KOAI
- Sun City West, Arizona; United States;
- Broadcast area: Phoenix metropolitan area
- Frequency: 95.1 MHz
- Branding: 95.1 The Wow Factor

Programming
- Format: Oldies/Classic hits

Ownership
- Owner: Riviera Broadcast Group; (Riviera Broadcasting, LLC);
- Sister stations: KKFR, KMVA, KZON

History
- First air date: 1996
- Former call signs: KFMR (1996–2005); KVIB (2005–2014);
- Call sign meaning: From former brand as The Oasis

Technical information
- Facility ID: 16770
- Class: C
- ERP: 41,000 watts
- HAAT: 849 meters (2785 ft)
- Transmitter coordinates: 34°14′5.00″N 112°22′2.00″W﻿ / ﻿34.2347222°N 112.3672222°W

Links
- Webcast: Listen Live (may be restricted)
- Website: 951thewowfactor.com

= KOAI =

Radio station in Sun City West, Arizona, United States

KOAI (95.1 FM) is a commercial radio station, licensed to Sun City West, Arizona, and serving the Phoenix metropolitan area. The station is owned by Riviera Broadcasting, a subsidiary of the Yucaipa Companies. It broadcasts an oldies and classic hits radio format, featuring mostly hits from the 1960s, 70s and 80s. It primarily competes with Audacy-owned 94.5 KOOL-FM, which concentrates on 1980s hits, with some 70s and 90s titles.

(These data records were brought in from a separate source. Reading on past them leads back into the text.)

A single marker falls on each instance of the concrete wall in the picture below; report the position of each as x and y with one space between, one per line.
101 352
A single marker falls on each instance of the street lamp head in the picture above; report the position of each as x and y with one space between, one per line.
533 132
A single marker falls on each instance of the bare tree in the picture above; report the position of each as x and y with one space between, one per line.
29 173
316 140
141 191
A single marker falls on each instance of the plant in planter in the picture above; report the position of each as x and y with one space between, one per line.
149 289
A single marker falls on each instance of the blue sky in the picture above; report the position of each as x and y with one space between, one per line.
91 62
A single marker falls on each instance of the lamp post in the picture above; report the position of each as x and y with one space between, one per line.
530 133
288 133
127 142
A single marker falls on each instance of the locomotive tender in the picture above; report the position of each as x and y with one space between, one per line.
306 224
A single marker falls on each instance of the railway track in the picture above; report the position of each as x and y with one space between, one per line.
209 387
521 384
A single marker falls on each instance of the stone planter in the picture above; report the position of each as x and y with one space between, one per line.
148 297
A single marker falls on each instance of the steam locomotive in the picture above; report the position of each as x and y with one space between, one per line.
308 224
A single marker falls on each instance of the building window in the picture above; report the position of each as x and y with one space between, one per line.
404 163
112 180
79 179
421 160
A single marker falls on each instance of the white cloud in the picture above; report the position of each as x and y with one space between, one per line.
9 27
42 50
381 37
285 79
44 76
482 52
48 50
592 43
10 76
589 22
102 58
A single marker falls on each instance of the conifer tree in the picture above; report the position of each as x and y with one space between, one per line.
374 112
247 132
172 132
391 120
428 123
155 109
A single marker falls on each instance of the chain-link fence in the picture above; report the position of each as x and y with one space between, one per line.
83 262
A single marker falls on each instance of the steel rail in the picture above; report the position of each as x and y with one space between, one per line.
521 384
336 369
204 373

KOAI has an effective radiated power (ERP) of 41,000 watts. The transmitter is in Crown King, Arizona, about 50 miles northwest of Phoenix, giving KOAI a rimshot signal in the metro area. Programming is also heard on 250-watt FM translator 94.9 K235CB in Chandler. The translator is fed by 103.9 KZON-HD2. The studios and offices are on 7th Street in Midtown Phoenix.

==History==
95.1 went on the air in 1996, licensed to Winslow, broadcasting from Mingus Mountain and covering areas of Northern Arizona. It was owned by Ted Tucker's Desert West Air Ranchers Corporation. Tucker moved the station in 2000 to the Crown King site (along with a change of city of license to Mayer, later changed again to Sun City West). It was sold in 2004 to Sun City Communications for $18.7 million. The new ownership flipped KFMR from a simulcast of Tucker's KCDX to the Hispanic rhythmic ("hurban") format as KVIB "Latino Vibe". As Latino Vibe, KVIB played a youth-oriented radio format playing both Spanish-language and English-language pop. The station's mix of music targeted the Valley's burgeoning young Latino population, particularly long-time residents who can speak English but prefer Spanish.

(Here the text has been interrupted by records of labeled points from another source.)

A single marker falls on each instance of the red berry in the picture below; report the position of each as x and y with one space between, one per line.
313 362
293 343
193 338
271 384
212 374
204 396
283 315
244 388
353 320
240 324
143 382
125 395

On January 23, 2014, KVIB changed its format to Spanish language adult contemporary, branded as "Solamente Éxitos" with a bilingual presentation.

On August 13, 2014, at noon, 95.1 flipped to Soft Adult Contemporary as 95.1 The Oasis, and nine days later, the station changed its call sign to KOAI. The last song of the Spanish AC format was "Royals" by Lorde with the first song on The Oasis being Cool Change by the Little River Band. The station played a Christmas music format for the 2014 holiday season, the second station in Phoenix after KESZ.

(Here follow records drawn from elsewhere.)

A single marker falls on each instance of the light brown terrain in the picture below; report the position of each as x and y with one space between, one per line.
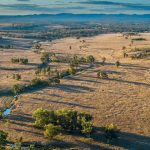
123 99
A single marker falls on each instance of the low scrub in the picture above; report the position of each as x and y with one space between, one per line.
66 120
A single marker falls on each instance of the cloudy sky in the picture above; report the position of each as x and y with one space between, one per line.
24 7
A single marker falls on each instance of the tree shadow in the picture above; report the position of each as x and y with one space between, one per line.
130 82
66 103
125 140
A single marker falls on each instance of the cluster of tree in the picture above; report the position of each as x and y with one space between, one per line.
45 58
17 76
102 75
43 71
20 60
63 120
138 53
75 60
6 46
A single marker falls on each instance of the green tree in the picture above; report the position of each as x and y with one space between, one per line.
90 59
51 131
3 137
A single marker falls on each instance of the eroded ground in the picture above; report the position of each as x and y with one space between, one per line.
123 99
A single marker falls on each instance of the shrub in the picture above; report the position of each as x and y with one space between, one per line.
86 127
54 81
43 117
103 60
24 61
17 76
72 70
90 59
102 75
16 89
51 131
117 63
45 58
69 120
111 132
3 137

On April 9, 2015, 95.1 gained an FM translator, K235CB 94.9 on South Mountain, (licensed to Chandler), and also began simulcasting on the HD2 digital subchannel of KEXX.

In May 2015, KOAI adjusted its playlist to include more up-tempo selections from the 1990s through the present time, while still retaining a gold/soft AC-lean.

On June 5, 2015, while it was still a soft AC station, KOAI picked up Delilah's syndicated evening radio show. Delilah continued on the station through two additional format changes, first to a mainstream adult contemporary station, and then to classic hits. Delilah was discontinued on August 25, 2017, with evenings featuring more music.

On September 30, 2019, at 5PM, after playing "Addicted to Love" by Robert Palmer, KOAI changed its format from classic hits to a new format concept for baby boomers developed by veteran radio programmer John Sebastian. It originally blended pop, rock, soul, and country from a seven-decade span and branded as "The Wow Factor". The first song on The Wow Factor was "Ride My See-Saw" by The Moody Blues.